Longtime Wichita politician Billy Q. McCray remembered as ‘advocate for the community’
Wichita’s Billy Q. McCray, whose service in the Kansas House and Senate and as a Sedgwick County Commissioner made him one of the longest-tenured African-American statesmen in Kansas history, has died.
Mr. McCray was 84. He died Saturday. Funeral services with Jackson Mortuary are pending.
“He was a great politician,” Sedgwick County Manager William Buchanan said Monday. “I say that with the deepest respect.
“He was always made it clear what he would do and not do. He was a man of his word. Once he told you he would do something, he did it.”
Mr. McCray was born Oct. 29, 1927, near Geary, Okla. He was one of eight children born to John Joel and Ivory McCray, migrant workers who picked crops in California, Arizona, Texas and Oklahoma.
Some of his older brothers were born in California, said Mr. McCray’s daughter, Melody McCray-Miller, who currently serves in the 89th House District, which represents parts of northeast Wichita and Park City.
“Even though his father was on the migratory roads, he was the bookkeeper for the overseers,” McCray-Miller said. “His father kept the books in both English and Spanish. He was brilliant.”
By the time he was ready to attend high school, the McCray family’s economic situation had stabilized. Mr. McCray attended Booker T. Washington High School in Dover, Okla. – and later, Langston University in Oklahoma and the University of Colorado.
By the late 1940s, he joined the U.S. Air Force, where he learned photography skills.
He moved to Wichita in 1951, when he was stationed at McConnell Air Force Base. After he was discharged from the service, Mr. McCray was hired at Boeing, eventually becoming one of the first African-Americans on the photography team.
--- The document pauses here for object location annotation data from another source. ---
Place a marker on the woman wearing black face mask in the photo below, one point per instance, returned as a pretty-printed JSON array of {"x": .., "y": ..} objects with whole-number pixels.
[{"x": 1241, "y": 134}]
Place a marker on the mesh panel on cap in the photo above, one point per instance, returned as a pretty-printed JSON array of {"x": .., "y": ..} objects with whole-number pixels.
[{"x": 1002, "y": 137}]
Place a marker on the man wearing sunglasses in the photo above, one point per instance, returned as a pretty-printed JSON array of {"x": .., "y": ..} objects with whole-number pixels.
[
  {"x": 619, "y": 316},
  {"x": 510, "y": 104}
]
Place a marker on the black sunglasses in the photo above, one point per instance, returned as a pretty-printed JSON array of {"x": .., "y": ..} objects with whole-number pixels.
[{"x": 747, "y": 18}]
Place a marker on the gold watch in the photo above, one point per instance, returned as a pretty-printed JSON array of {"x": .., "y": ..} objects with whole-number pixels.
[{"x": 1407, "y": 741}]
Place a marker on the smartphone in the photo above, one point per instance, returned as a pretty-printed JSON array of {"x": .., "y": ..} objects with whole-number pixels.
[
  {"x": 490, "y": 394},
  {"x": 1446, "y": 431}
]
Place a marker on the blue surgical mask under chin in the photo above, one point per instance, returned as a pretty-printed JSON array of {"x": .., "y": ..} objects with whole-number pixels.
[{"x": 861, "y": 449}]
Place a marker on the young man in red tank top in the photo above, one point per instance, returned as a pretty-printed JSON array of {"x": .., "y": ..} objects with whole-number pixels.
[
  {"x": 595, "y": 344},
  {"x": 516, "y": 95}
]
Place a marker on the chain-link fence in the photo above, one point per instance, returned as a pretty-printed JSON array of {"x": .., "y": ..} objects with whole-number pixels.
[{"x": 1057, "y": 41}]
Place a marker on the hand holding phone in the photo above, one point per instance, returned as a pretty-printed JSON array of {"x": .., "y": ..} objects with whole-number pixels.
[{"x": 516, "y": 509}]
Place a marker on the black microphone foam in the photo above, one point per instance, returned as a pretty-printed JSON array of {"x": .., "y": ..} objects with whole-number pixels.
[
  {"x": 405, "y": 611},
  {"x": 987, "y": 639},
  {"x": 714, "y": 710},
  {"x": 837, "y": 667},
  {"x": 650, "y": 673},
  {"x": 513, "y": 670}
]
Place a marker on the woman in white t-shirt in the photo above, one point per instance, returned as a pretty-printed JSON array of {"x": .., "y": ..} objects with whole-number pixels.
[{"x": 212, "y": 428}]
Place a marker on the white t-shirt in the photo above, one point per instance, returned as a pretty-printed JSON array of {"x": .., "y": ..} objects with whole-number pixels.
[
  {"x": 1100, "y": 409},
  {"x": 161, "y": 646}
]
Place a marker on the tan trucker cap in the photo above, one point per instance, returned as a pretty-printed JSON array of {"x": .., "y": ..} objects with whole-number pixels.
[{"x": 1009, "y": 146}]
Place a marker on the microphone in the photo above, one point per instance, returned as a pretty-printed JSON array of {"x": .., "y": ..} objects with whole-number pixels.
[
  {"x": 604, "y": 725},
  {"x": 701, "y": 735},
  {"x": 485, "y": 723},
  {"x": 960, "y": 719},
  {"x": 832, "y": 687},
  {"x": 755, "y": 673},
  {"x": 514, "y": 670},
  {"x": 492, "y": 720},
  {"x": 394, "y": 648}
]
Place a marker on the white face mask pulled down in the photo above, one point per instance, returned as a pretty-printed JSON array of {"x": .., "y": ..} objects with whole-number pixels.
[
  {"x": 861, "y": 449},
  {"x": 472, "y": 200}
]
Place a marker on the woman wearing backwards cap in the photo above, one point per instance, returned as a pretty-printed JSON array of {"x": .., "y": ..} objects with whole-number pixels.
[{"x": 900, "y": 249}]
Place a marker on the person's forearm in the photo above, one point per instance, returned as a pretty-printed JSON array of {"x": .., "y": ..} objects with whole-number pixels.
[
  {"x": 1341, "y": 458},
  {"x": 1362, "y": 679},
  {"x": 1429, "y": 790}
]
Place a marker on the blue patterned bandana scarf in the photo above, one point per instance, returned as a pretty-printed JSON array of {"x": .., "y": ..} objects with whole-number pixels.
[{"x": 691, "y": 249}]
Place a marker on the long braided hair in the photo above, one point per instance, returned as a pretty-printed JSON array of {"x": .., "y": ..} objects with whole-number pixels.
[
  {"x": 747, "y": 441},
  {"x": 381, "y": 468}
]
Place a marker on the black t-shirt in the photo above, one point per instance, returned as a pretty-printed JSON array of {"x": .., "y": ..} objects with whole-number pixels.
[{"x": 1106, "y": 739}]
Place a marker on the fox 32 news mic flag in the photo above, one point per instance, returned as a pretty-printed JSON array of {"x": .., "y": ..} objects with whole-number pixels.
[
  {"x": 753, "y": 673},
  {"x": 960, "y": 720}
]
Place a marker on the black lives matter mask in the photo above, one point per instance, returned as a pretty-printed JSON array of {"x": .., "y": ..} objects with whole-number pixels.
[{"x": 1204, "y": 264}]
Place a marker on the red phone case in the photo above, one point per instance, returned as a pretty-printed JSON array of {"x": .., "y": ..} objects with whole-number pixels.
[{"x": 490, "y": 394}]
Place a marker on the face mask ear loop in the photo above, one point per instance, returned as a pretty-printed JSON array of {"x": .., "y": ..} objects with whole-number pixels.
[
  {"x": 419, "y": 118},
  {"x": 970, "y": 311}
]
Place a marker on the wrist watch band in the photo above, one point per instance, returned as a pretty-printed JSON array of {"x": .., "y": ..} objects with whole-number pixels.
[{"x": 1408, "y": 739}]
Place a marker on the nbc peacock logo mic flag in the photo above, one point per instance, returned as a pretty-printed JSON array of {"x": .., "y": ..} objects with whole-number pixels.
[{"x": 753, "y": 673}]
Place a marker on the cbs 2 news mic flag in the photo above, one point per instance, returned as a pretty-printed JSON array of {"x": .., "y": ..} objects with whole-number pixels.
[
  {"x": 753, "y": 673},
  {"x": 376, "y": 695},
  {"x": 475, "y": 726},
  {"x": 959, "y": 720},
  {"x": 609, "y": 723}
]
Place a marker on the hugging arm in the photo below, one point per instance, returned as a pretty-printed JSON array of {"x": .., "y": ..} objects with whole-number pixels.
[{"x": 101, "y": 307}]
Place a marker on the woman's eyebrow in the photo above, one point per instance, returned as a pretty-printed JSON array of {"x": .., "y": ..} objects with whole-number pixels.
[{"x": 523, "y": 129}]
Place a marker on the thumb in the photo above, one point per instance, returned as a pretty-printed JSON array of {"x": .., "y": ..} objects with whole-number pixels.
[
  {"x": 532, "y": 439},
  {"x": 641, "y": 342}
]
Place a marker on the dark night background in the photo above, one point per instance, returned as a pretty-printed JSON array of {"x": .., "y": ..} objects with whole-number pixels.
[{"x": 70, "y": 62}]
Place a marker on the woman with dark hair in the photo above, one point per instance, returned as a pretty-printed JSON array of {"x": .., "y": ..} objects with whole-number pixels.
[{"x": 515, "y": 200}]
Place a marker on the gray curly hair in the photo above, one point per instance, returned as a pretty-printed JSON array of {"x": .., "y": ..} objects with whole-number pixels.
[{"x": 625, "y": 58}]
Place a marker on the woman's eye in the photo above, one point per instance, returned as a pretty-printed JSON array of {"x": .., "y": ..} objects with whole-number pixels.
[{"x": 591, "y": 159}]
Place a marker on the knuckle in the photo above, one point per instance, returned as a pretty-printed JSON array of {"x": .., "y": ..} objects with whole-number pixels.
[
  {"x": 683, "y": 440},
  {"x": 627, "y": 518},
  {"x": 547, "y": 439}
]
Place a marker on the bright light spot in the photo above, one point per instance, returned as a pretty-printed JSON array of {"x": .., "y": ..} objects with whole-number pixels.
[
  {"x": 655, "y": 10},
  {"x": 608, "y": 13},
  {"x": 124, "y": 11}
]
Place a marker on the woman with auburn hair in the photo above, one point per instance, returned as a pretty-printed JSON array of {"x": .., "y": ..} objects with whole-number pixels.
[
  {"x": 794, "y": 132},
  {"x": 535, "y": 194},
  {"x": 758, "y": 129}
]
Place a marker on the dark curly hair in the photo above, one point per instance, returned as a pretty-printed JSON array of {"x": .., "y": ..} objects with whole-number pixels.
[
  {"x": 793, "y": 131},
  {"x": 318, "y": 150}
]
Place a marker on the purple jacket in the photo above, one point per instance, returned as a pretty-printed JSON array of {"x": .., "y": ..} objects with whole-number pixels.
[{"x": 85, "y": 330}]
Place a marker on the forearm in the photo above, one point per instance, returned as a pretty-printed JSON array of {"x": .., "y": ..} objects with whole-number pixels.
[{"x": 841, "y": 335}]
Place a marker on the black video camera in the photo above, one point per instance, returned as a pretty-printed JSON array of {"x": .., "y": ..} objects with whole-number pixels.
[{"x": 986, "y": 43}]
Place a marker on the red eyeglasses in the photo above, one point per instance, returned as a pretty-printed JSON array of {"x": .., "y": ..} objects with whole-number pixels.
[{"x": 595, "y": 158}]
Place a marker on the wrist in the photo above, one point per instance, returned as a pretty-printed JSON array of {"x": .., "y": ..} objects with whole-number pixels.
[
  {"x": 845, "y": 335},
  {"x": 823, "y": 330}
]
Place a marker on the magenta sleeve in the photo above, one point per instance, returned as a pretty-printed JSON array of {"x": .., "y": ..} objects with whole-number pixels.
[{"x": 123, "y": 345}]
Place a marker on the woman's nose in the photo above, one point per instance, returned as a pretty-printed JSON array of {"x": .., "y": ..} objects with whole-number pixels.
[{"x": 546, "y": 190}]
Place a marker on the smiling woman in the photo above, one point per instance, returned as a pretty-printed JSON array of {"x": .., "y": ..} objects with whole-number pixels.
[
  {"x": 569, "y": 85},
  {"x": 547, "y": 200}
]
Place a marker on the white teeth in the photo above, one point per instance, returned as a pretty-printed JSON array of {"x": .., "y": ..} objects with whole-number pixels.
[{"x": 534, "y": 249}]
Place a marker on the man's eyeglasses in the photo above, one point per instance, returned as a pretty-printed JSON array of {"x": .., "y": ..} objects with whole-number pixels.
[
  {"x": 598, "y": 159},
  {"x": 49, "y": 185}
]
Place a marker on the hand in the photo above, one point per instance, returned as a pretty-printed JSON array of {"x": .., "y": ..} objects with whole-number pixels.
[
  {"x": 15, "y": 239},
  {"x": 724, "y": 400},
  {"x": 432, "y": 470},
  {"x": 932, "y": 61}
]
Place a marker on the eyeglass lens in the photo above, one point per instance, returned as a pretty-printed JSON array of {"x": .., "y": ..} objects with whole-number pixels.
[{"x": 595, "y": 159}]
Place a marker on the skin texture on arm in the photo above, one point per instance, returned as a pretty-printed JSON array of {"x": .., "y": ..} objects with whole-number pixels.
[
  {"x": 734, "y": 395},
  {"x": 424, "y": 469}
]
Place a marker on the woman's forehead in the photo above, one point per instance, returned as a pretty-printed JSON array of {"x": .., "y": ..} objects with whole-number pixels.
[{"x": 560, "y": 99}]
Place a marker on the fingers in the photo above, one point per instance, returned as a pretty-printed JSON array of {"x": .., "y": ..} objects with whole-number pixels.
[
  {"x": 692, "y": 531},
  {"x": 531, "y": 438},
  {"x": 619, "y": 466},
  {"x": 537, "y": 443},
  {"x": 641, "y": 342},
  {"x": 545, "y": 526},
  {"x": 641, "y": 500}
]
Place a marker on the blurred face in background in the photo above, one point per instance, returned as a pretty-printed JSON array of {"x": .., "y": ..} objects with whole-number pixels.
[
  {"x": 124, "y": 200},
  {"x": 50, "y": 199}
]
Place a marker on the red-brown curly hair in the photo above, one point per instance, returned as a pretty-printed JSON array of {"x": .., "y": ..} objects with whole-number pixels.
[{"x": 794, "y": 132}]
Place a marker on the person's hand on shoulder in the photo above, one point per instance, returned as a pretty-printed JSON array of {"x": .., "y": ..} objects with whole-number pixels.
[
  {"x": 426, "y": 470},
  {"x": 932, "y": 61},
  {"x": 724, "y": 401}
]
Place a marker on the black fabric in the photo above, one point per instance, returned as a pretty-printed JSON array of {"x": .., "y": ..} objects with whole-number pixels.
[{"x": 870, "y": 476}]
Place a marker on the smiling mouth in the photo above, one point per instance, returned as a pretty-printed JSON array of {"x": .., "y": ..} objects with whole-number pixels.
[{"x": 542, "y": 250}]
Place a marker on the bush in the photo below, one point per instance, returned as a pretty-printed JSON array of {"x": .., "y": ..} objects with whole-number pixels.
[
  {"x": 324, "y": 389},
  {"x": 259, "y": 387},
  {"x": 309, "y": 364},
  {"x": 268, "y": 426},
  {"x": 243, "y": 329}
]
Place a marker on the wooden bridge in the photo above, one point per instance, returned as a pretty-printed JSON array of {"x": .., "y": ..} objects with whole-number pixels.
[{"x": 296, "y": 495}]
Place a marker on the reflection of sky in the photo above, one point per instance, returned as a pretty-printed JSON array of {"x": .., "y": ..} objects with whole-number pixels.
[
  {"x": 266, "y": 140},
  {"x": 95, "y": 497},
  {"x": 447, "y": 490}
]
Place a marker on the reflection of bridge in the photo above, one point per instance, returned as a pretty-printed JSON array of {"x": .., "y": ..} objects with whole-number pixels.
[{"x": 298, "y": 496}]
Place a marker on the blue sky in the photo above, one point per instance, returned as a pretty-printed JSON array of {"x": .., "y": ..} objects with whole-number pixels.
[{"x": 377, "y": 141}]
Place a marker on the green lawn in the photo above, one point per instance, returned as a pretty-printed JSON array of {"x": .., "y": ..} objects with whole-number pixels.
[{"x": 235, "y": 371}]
He worked at Boeing for 24 years.
In the 1960s, with the rise of the civil rights movement, McCray became active in the NAACP, speaking out on the need for fair housing and against restrictions that prevented black people from buying any houses they could afford.
It was also a time when the Supreme Court handed down the one man, one vote mandate. It caused Kansas to redraw its legislative boundaries, creating the 77th district in northeast Wichita and giving the neighborhood – predominately African-American – its first chance at a voice in Topeka.
Mr. McCray, who could speak eloquently in public settings, was encouraged to run on the Democratic ticket for the state Legislature in 1966. He served in the House from 1966 until his election to the Kansas Senate, where he served from 1972 to 1984.
“I always thought he was intelligent, compassionate and his judgment was good," Vincent Bogart, a leader in the Democratic Party at the time, told The Eagle in 1994. “And I always liked him. Billy was a person that you liked, not just a person that you respected for his abilities."
Mr. McCray then became director of the Office of Minority Business in the Kansas Department of Economic Development in 1984 before being elected to the Sedgwick County Commission in 1986. He resigned that post in 1993, marking 25 years in politics.
He lost only one election in his political career: the race for secretary of state in 1982.
“I didn’t see a lot of dad during those years,” McCray-Miller said. “He was larger than life. He was a public servant. People were always calling, coming over to the house. My mom kept the house going. It was a team effort.”
Mr. McCray was married to his wife, Wyvette, for nearly 45 years. She died in 1995.
In addition to politics, Mr. McCray also founded the Community Voice, a neighborhood newspaper, and later formed McCray and Associates, a consulting firm, to help entrepreneurs land government contracts, clear political hurdles and market their products.
Mr. McCray’s political legacy, his daughter said, is that he would always ask himself one question at the end of each session:
“He would ask, ‘What have I done for the people?’ He was an advocate for the community,” she said.